When I was a child, my mother and I always watched for bakeries and libraries when we were in a new town. I still see bakeries and libraries as the gems of a town. I visited Esabalu where the Mleta Hadithi invite children out for story times. I also saw children at Ebukuya School. (left). They were getting uniforms so they could attend school. I saw curriculum books in the Ebusammba School library (right.) In Nairobi I met Anne Mooore of Kids Libs, a program that runs libraries in Nairobi slums. Here is a photo from the KidsLibs web site.

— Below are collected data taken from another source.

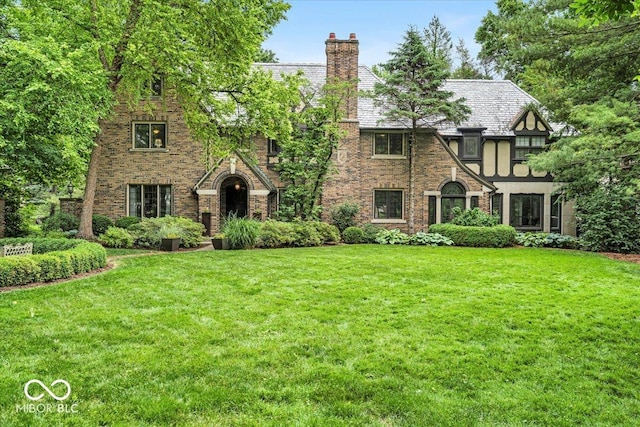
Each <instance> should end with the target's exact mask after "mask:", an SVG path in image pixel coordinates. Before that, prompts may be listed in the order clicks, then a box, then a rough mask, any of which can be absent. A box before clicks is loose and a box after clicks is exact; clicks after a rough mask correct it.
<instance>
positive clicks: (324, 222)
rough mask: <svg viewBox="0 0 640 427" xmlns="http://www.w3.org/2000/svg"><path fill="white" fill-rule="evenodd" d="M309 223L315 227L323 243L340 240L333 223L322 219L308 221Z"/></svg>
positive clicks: (331, 242) (337, 229) (338, 231)
mask: <svg viewBox="0 0 640 427" xmlns="http://www.w3.org/2000/svg"><path fill="white" fill-rule="evenodd" d="M309 225H311V226H312V227H315V229H316V231H317V232H318V234H320V239H321V240H322V243H323V244H326V243H339V242H340V231H339V230H338V227H336V226H335V225H332V224H327V223H326V222H322V221H309Z"/></svg>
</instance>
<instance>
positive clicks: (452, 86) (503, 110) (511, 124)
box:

In Oaxaca, Mexico we found an amazing panaderia (bakery!) not far from the town square. We saw the library at the Centro de Esperanza Infantil, a support program for Oaxaca street children. They have a kindergarten and support children with medical care and meals until they graduate from high school. Here's their library:
I don't have a picture, but I loved the pastel de tres leches (three milk cake) at the bakery. Dear Reader, please send along a snapshot, in words or a picture, of libraries or bakeries from your corner of the world. Maybe somewhere there is a library with a bakery next door.